One of the first genome-wide DNA methylation studies of autoimmune disease was performed by Javierre et al. [[82]], who explored three autoimmune diseases with overlapping clinical signs and symptoms: systemic lupus erythematosus (SLE), rheumatoid arthritis, and dermatomyositis. DNA methylation of WBCs was assayed with a platform designed for cancer analysis (GoldenGate Methylation Cancer Panel I) that included 1,505 CpG sites from 807 genes. The cohort included five discordant MZ twin pairs for each disease and 30 unrelated normal controls. The authors [[82]] found no differences in DNA methylation of the five MZ twin pairs for rheumatoid arthritis and dermatomyositis, but they found a set of 49 genes differentially methylated in SLE discordant twins with absolute mean methylation differences >0.1. Ontology analysis revealed that the differentially methylated regions (DMRs) were linked to genes enriched in functional processes related to autoimmune inflammatory diseases. Successful confirmation of the methylation differences at eight genes was carried out by pyrosequencing of additional related samples.

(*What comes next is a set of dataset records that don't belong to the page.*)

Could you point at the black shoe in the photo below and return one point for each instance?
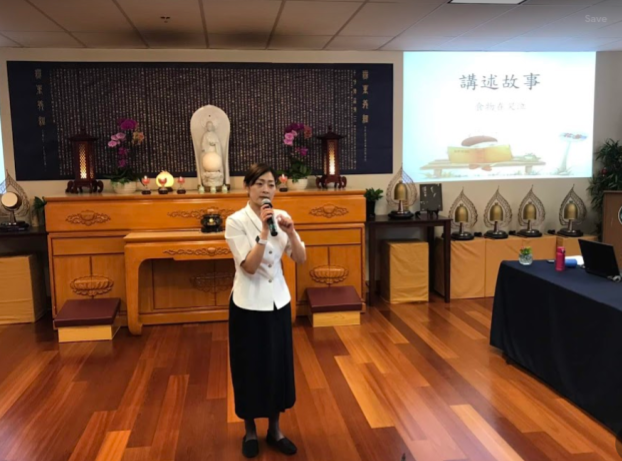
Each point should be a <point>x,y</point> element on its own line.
<point>284,445</point>
<point>250,448</point>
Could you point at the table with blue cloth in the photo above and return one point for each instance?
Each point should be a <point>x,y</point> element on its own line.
<point>565,328</point>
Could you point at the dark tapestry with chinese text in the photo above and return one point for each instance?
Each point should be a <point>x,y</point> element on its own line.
<point>50,101</point>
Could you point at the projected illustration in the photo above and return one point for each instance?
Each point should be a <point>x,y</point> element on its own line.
<point>498,115</point>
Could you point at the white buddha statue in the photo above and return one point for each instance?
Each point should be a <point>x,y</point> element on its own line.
<point>211,158</point>
<point>210,130</point>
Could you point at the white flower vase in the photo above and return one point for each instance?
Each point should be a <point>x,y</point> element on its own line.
<point>301,184</point>
<point>124,188</point>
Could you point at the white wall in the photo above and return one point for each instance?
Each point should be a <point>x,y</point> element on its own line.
<point>608,119</point>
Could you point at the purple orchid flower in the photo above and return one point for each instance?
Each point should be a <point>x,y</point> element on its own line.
<point>128,124</point>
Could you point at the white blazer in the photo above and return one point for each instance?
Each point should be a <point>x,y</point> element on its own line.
<point>265,288</point>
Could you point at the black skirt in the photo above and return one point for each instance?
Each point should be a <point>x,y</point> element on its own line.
<point>262,361</point>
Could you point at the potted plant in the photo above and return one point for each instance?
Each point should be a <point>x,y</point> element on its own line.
<point>123,181</point>
<point>608,178</point>
<point>372,196</point>
<point>525,256</point>
<point>299,171</point>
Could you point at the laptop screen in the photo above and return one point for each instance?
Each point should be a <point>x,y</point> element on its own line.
<point>599,258</point>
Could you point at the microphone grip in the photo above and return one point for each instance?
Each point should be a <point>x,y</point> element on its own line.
<point>272,227</point>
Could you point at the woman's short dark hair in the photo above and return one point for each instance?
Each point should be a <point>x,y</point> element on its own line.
<point>256,171</point>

A more extensive recent epigenetic study of T1D used the Illumina 27 K array for genome-wide DNA methylation analysis of a specific subset of immune cells, monocytes, from 15 MZ twins discordant for T1D. The results revealed the presence of T1D-specific methylation variable positions in the T1D-affected co-twins, with effect sizes of small magnitude, from 0.13% to 6.6% [[17]]. The T1D-specific methylation variable positions were replicated in a set of four independent MZ pairs discordant for the disease. Furthermore, using samples from seven singletons before and after diagnosis, they demonstrated that methylation differences at these sites precede clinical diagnosis. DNA methylation changes associated with T1D were also observed by Stefan et al. [[83]] using the same array and immortalized B cell lines from only three T1D-discordant and six T1D-concordant MZ twin pairs. The authors identified 88 differentially methylated sites present in all three discordant pairs and, interestingly, six of the identified genes are known to be associated with the disease from genome-wide association studies. These findings in part overlap with the results of Rakyan et al. [[17]]: both reported differentially methylated positions in the MHC region. Replication of these findings is pending, but may contribute to understanding the role of epigenetic mechanisms in the etiology of T1D.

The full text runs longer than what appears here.